Secara filosofis historis, keberadaan hukum ditengah-tengah masyarakat memang tidak dapat berdiri sendiri. Artinya, hukum memiliki relasi yang erat dengan kehidupan masyarakat itu sendiri. Berkaitan dengan ini, kita mengenal adagium yang berbunyi Ubi Societas Ibi Ius (dimana ada masyarakat disitu ada hukum). Dalam kenyataannya, hukum senantiasa mengikuti perkembangan pola perilaku yang ada dalam masyarakat, begitupun sebaliknya. Menurut Drs. Sudarsono, S.H., Keterhubungan antara hukum dan masyarakat bertalian erat dengan adanya beberapa kebutuhan dasar manusia yang harus dilindungi oleh hukum. Diantaranya adalah kebutuhan fisiologis (makan-minum), kebutuhan keamanan, kerja sama, kehormatan diri, dan kebutuhan eksistensial. (Sudarsono, Pengantar Ilmu Hukum, 1991 : hal. 46).
Lebih lanjut, Sudikno Mertokusumo dalam bukunya berjudul Mengenal Hukum Suatu Pengantar mengetengahkan bahwa sejatinya manusia adalah makhluk yang sepanjang hidupnya dibarengi oleh berbagai macam kepentingan. Dan konsekuensi logis sebagai penyandang kepentingan, manusia menginginkan agar kepentingan-kepentingannya terlindungi dari bahaya yang mengancamnya.

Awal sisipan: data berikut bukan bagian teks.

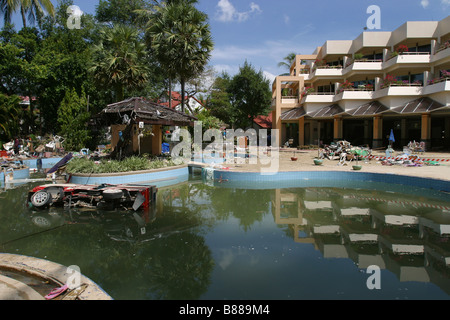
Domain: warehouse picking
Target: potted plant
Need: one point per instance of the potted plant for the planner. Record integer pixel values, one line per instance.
(357, 166)
(402, 49)
(294, 158)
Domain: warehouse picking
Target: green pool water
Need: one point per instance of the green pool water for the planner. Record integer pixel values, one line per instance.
(205, 242)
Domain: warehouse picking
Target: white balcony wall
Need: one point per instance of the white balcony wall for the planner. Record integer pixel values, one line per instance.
(441, 55)
(315, 98)
(363, 66)
(443, 86)
(336, 47)
(354, 95)
(398, 91)
(326, 73)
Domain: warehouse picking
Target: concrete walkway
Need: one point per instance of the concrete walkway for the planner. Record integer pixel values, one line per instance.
(11, 289)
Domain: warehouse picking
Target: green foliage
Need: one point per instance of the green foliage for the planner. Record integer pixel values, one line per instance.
(83, 165)
(119, 60)
(181, 39)
(239, 100)
(10, 113)
(72, 116)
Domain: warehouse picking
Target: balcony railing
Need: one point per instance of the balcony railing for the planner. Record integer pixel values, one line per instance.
(437, 80)
(349, 63)
(408, 53)
(402, 84)
(442, 47)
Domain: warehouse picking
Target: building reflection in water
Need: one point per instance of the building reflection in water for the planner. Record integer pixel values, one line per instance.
(408, 237)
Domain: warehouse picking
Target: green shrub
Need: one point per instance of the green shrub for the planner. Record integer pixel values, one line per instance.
(84, 165)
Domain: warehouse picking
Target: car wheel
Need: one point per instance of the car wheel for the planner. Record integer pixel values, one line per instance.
(110, 194)
(41, 198)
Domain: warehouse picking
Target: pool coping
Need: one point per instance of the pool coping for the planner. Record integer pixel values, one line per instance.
(221, 176)
(50, 271)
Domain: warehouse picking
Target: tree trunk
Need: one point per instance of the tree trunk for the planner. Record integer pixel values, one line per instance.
(24, 19)
(182, 82)
(170, 93)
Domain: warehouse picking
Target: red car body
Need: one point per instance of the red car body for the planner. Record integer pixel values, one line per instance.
(92, 196)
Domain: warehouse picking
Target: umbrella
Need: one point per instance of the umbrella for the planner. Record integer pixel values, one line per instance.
(391, 137)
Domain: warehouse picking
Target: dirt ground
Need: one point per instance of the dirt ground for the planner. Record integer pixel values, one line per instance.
(305, 162)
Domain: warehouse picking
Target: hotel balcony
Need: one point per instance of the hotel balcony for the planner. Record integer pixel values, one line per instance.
(318, 97)
(363, 65)
(407, 58)
(354, 94)
(399, 90)
(442, 53)
(326, 71)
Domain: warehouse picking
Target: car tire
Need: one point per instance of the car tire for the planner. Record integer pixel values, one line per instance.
(41, 199)
(111, 194)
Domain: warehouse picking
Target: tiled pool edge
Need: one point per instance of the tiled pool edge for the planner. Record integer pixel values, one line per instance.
(329, 178)
(161, 177)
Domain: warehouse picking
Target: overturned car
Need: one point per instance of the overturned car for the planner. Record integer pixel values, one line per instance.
(105, 196)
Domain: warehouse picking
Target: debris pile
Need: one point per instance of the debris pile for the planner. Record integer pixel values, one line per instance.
(343, 151)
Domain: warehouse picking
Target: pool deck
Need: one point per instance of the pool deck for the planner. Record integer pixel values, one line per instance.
(305, 162)
(13, 290)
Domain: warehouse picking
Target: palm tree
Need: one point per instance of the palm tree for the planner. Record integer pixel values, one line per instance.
(288, 61)
(181, 40)
(10, 112)
(7, 8)
(120, 60)
(35, 9)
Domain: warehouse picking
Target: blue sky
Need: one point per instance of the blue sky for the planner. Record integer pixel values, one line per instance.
(264, 31)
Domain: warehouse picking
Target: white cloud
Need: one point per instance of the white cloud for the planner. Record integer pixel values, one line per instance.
(425, 3)
(227, 12)
(269, 76)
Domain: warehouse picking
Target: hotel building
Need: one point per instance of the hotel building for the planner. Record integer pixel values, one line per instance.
(359, 90)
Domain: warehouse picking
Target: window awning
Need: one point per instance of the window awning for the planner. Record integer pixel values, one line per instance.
(326, 112)
(293, 114)
(368, 109)
(422, 105)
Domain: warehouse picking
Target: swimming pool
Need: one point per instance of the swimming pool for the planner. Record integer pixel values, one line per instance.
(242, 240)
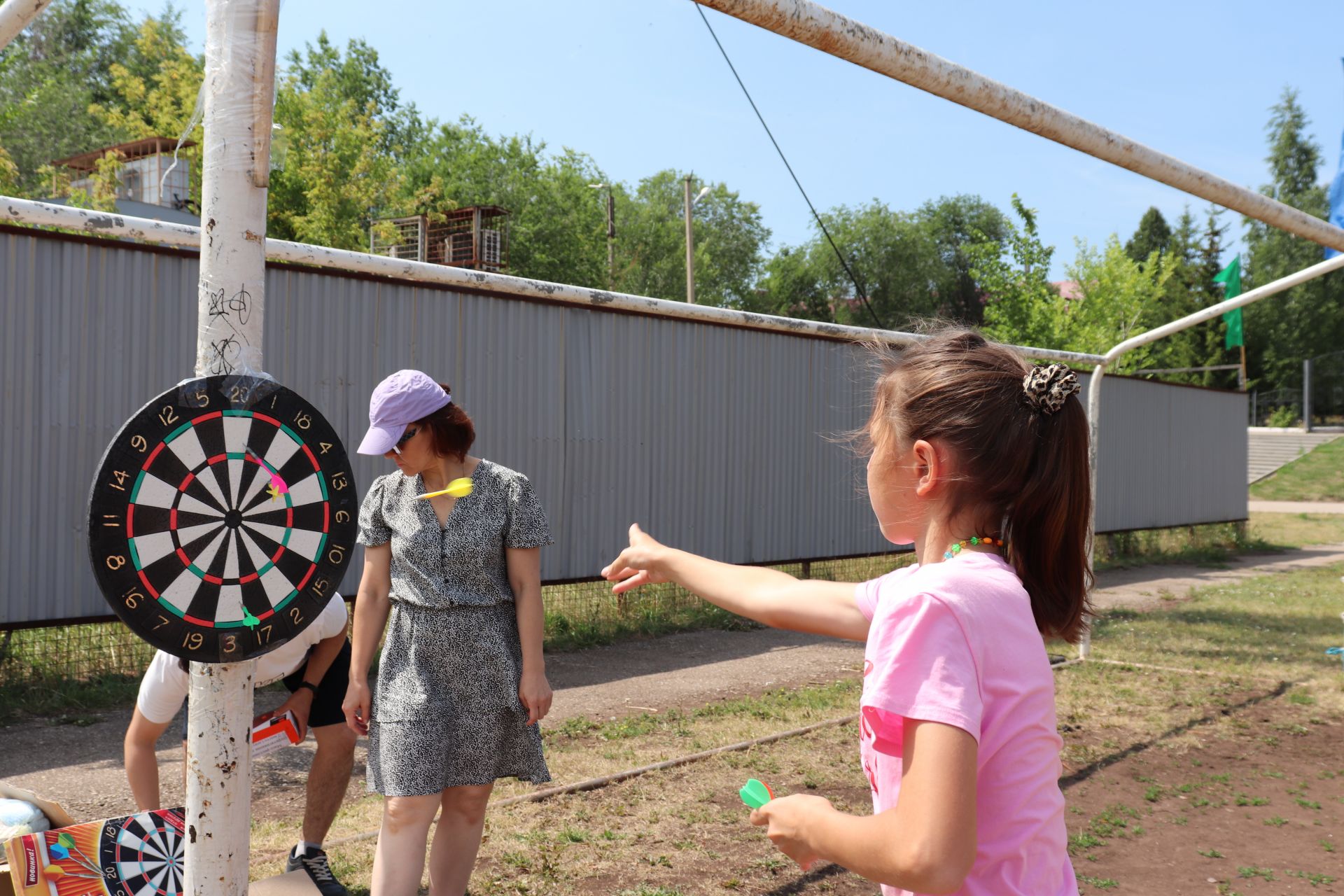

Oleh karena itu dibutuhkan adanya hukum atau pedoman hidup yang bisa mengatur secara proporsional kehidupan masyarakat, hal ini dilakukan untuk menghindari adanya tingkah laku seorang manusia yang secara potensial maupun aktual merugikan manusia lain. (Sudikno Mertokusumo, Mengenal Hukum : Suatu Pengantar, 2010 : 6).
Berdasarkan urgensi yang telah diuraikan diatas, kita bisa menarik suatu konklusi dengan mengartikan hukum sebagai sekumpulan pedoman hidup yang mengatur tata tertib suatu masyarakat secara seimbang dengan tujuan melindungi kepentingan masyarakat yang ada. Berkaitan dengan hal ini, Sudikno menjelaskan bahwa hukum adalah keseluruhan kaidah-kaidah dalam suatu kehidupan bersama yang pelaksanaannya dapat dipaksakan dengan suatu sanksi bagi yang melanggarnya. Lebih lanjut, hukum menurut Jeffrey Brand adalah aturan yang disepakati secara bersama untuk dilaksanakan sebagaimana mestinya. (Jeffrey Brand, Philosphy Of Law, 1976 : hal. 58).
Menurut Drs. C. Utrecht, S.H., Hukum adalah himpunan peraturan yang berisi perintah-perintah dan larangan-larangan yang mengurus tata tertib suatu masyarakat yang harus ditaati oleh masyarakat tersebut. Pengertian ini hampir sejalan dengan pendapat yang dikemukakan oleh Rosceo Pound yang mengartikan hukum sebagai keseluruhan norma-norma yang mengikat hubungan kepentingan antar manusia dalam masyarakat. Dalam kenyataannya memang, ada banyak sekali definisi hukum dari para ahli yang mewarnai perkembangan ilmu hukum, namun para ahli tersebut juga memberikan definisi yang berbeda-beda. Sehingga tidak ada satu definisi yang bisa diafirmasi secara mutlak sebagai definisi tunggal tentang hukum.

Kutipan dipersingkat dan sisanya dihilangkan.